In a telephonic conversation with this newspaper, Tsering said, “The ‘Resolve Tibet Act’ — which is recently passed by the US Senate and the Congress, and is awaiting President Joe Biden’s assent — not only talks about Tibet as an independent State, but also counters China’s disinformation propaganda on the Tibetan history, its people and His Holiness the Dalai Lama.”

“The US is the first country to acknowledge the facts of our history. Every other country mentions Tibet as part of the People’s Republic of China,” he said. Tsering, who has just returned from his US visit, said that the Act is a “new tool in the hands of the Tibetan government (in exile) to work with other countries depending upon their political systems.”

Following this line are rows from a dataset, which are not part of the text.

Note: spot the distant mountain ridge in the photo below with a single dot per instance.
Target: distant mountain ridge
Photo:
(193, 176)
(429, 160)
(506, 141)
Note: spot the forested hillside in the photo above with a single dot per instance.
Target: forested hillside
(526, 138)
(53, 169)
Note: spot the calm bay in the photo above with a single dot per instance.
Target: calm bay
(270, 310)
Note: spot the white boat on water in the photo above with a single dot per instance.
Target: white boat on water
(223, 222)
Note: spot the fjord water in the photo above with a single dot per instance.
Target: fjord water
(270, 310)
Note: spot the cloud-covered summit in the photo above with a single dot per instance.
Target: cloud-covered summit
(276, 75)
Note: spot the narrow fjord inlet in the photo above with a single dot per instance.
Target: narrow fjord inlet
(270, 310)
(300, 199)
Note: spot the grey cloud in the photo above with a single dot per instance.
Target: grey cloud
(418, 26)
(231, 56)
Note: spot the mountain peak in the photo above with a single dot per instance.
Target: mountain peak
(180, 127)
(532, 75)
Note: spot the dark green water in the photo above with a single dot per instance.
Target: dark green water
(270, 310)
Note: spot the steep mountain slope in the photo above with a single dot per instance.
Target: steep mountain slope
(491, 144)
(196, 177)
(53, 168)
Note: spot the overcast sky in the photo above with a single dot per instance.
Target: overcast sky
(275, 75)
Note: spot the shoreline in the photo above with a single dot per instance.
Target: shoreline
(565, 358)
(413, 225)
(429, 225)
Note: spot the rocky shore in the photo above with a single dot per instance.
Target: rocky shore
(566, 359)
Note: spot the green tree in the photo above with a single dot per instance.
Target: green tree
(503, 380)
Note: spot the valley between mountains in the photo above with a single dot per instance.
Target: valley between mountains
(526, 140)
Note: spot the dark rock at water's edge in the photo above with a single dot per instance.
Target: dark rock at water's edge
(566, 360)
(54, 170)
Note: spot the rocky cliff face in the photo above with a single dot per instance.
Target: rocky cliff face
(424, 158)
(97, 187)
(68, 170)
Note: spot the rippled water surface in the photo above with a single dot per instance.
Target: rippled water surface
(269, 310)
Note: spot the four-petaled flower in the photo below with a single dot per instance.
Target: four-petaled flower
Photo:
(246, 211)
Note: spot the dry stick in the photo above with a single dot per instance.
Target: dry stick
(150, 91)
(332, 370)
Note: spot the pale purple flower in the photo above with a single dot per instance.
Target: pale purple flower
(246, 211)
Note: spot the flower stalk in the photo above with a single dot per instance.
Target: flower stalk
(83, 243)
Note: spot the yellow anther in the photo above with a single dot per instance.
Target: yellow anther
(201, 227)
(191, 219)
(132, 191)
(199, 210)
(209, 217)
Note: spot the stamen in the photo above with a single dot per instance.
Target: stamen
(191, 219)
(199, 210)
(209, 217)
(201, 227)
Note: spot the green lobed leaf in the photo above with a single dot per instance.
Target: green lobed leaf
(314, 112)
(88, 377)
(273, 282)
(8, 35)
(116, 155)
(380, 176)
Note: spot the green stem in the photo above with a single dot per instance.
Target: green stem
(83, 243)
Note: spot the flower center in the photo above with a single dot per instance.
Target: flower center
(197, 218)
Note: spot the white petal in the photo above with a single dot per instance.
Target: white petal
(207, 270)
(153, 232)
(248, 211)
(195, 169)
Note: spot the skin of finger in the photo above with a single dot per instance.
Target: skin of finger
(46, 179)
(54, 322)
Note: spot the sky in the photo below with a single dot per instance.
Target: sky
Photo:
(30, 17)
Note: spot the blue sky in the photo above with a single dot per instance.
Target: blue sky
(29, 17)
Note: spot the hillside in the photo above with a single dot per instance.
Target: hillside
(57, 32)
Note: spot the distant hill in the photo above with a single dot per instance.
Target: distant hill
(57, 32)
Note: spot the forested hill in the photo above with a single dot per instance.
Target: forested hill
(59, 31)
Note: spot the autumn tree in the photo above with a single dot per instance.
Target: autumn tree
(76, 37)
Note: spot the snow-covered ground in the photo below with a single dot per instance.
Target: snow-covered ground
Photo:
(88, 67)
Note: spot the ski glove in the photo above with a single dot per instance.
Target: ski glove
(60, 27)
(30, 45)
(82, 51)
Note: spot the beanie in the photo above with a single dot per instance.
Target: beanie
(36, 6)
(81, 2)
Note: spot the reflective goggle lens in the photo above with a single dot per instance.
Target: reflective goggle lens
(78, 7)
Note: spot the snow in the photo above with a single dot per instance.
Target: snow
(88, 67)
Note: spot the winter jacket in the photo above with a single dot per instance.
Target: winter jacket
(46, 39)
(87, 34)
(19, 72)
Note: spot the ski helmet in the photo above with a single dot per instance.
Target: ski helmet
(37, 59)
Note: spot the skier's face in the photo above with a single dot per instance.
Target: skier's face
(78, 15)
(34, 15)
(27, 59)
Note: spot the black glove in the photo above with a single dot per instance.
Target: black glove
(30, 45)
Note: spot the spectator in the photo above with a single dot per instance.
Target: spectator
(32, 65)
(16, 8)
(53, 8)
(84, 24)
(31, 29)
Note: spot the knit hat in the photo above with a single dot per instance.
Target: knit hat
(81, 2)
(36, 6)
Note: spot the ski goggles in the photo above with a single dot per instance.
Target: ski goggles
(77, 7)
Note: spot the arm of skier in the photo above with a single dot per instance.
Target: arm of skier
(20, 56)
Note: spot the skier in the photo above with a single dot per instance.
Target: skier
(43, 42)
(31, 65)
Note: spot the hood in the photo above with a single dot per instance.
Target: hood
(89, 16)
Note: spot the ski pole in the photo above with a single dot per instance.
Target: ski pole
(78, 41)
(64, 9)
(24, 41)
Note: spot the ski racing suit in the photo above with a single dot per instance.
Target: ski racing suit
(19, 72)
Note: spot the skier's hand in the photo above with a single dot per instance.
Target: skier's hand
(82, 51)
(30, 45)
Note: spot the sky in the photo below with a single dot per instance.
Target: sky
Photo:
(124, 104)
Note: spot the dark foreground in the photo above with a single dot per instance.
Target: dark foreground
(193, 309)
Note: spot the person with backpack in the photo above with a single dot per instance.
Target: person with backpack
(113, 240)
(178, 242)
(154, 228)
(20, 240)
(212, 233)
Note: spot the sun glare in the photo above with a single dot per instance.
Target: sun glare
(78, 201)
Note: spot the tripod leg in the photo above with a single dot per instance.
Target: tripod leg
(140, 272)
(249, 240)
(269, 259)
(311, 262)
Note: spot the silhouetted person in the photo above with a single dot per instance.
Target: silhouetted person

The Resolve Tibet Act is important for India too, said noted Tibetologist and strategy expert Claude Arpi. It states that Tibet was an independent State and not part of China. “This is important for India which, since the 1950s, has had a long and tense border relationship with China. It became worse particularly after the Ladakh confrontation in May 2020,” said Arpi.

“From time immemorial, India’s northern boundary has been the Indo-Tibetan border. The Eastern sector, known as the McMahon Line, was agreed upon by British India and Independent Tibet in March 1914. The ‘Resolve Tibet Act’ acknowledges Tibet as an independent State, which sanctifies the McMahon Line and is recognised by India as the Line of Actual Control between the two neighbours, but is contested by China,” Arpi explained.

He added that “if one accepts the Chinese contention that Tibet has been part of it since time immemorial, the McMahon Line loses its validity”. In March last year, the US, in a bipartisan resolution reaffirming the state of Arunachal as Indian territory and condemning China’s provocation in South Asia, had recognised the McMahon Line as the international border between India and China.